What is the implementation of Jaccard in QIIME2, and is it consistent across all functions that use Jaccard, such as diversity, core metrics, and diversity lib?
More broadly, do all the distance metrics in the diversity plugin (as well as the UniFrac methods) represent dissimilarity (where a higher value indicates less similarity between samples)?
Hi @kam ,
I'm not certain, so hopefully an admin can confirm, but I believe the current way non-phylogenetic beta diversity distances are calculated is using the sklearn.metrics.pairwise_distances Scikit Learn library. For example, the q2-diversity function that runs to create a distance matrix using the Jaccard method has an argument for pairwise func = sklearn.metrics.pairwise:
If I'm interpreting the sklearn function correctly, I believe your interpretation is correct: higher individual values indicate higher distances - and therefore dissimilraities - between groups.

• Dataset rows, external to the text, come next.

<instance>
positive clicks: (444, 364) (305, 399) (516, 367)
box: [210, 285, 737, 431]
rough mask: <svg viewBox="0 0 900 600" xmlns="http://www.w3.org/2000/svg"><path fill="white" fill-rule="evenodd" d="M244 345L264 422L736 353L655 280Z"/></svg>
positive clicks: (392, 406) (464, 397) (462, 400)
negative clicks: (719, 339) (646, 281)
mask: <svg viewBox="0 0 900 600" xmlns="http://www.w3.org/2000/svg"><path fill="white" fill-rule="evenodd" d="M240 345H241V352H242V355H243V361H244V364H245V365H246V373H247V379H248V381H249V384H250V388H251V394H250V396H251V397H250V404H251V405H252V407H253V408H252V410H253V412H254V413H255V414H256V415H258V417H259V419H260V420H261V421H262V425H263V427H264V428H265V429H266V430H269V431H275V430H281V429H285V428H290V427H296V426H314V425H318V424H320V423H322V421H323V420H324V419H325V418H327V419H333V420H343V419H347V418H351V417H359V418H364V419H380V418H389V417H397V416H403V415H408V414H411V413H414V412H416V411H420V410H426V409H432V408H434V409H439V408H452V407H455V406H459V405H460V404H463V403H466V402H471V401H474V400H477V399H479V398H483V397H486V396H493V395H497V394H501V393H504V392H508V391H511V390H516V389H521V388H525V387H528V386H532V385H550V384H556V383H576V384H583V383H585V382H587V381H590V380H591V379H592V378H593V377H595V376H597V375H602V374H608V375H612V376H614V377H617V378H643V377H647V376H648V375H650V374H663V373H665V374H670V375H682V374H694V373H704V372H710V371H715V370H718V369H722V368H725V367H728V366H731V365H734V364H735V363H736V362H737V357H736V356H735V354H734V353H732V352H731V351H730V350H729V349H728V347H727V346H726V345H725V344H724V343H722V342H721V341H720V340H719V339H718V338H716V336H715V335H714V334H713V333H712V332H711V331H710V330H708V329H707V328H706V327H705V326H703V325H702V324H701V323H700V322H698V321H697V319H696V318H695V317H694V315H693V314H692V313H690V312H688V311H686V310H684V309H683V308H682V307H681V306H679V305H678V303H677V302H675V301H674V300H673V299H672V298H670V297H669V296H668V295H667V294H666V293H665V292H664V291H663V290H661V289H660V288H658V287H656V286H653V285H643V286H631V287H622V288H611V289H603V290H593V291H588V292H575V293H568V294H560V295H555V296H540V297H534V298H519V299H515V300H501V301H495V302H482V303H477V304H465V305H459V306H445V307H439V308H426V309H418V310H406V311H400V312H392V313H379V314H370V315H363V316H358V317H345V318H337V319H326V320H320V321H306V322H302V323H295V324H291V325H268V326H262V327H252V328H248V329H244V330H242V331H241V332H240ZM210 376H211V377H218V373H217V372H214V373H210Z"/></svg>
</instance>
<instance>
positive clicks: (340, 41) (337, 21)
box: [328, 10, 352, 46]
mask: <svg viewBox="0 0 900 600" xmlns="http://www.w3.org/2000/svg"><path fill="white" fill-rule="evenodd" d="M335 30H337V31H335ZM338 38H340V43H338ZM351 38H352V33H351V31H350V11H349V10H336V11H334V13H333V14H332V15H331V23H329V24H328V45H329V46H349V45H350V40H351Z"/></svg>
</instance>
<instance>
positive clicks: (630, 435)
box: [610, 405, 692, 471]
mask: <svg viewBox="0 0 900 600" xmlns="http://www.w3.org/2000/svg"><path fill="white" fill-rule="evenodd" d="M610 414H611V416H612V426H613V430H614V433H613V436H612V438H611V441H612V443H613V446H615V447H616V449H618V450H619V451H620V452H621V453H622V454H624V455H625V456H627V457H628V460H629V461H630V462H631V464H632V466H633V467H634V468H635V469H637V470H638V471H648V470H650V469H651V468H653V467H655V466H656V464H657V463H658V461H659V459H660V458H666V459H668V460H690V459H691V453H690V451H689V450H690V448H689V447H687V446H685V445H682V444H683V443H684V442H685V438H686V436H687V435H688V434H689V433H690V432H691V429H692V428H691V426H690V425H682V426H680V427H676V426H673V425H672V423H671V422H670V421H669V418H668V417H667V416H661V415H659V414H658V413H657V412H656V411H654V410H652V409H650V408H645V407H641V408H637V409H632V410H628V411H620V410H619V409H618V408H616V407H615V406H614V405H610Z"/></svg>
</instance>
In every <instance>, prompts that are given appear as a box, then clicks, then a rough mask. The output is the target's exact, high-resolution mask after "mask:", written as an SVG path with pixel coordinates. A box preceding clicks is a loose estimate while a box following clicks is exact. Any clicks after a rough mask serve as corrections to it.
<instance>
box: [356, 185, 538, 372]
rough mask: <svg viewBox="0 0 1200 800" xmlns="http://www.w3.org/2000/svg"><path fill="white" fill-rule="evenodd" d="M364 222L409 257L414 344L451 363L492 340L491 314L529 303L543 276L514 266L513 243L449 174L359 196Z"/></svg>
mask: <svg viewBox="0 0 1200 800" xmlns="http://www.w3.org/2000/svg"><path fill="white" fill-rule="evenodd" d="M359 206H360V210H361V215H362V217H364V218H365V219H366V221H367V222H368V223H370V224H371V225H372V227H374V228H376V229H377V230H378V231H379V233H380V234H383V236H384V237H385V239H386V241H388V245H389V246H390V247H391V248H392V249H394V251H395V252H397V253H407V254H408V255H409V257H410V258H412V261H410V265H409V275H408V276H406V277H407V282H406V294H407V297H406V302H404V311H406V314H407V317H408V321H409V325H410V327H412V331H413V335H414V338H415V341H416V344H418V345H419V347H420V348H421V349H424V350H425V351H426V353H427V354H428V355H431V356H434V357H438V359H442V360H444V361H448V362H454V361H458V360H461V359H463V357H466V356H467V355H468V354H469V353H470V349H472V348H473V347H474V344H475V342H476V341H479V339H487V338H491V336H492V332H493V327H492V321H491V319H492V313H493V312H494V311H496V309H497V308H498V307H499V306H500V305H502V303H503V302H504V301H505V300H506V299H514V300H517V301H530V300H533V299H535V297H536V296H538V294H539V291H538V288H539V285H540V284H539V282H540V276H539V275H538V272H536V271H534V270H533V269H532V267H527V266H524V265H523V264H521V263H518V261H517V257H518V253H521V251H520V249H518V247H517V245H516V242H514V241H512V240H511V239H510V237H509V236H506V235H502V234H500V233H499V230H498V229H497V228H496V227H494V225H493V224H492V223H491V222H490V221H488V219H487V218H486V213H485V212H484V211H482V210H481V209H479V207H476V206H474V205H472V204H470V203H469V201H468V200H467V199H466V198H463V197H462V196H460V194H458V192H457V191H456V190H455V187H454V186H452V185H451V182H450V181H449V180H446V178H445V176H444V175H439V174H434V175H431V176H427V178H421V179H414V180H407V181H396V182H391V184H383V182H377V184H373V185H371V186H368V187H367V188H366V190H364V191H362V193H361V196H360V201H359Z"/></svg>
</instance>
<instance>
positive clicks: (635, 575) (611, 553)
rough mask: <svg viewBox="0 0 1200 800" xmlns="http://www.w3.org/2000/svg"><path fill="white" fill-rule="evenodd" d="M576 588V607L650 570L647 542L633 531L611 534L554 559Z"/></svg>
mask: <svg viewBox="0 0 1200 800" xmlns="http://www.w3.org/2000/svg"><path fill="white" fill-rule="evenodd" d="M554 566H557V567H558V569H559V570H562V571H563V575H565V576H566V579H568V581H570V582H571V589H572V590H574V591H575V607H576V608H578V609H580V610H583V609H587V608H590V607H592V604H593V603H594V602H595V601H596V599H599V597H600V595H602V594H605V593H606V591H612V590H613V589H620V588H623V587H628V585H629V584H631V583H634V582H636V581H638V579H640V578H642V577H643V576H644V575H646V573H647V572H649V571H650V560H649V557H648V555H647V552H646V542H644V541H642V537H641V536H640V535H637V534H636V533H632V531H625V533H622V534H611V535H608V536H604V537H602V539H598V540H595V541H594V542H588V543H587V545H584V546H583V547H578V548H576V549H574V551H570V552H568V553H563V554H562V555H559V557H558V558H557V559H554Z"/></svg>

I believe that the same Jaccard call would be used across the QIIME2 platform, but I do not know that it is necessarily true that all non-phylogenetic distance metrics are obtained from Scikit Learn (and perhaps, I don't know if that would even be a realistic expectation, should additional distance measures be created outside of the Scikit Learn library). What I can tell you is that I'd keep looking for any beta diversity calculation within the q2-diversity-lib QIIME2 repository within the beta.py script, at least as a start.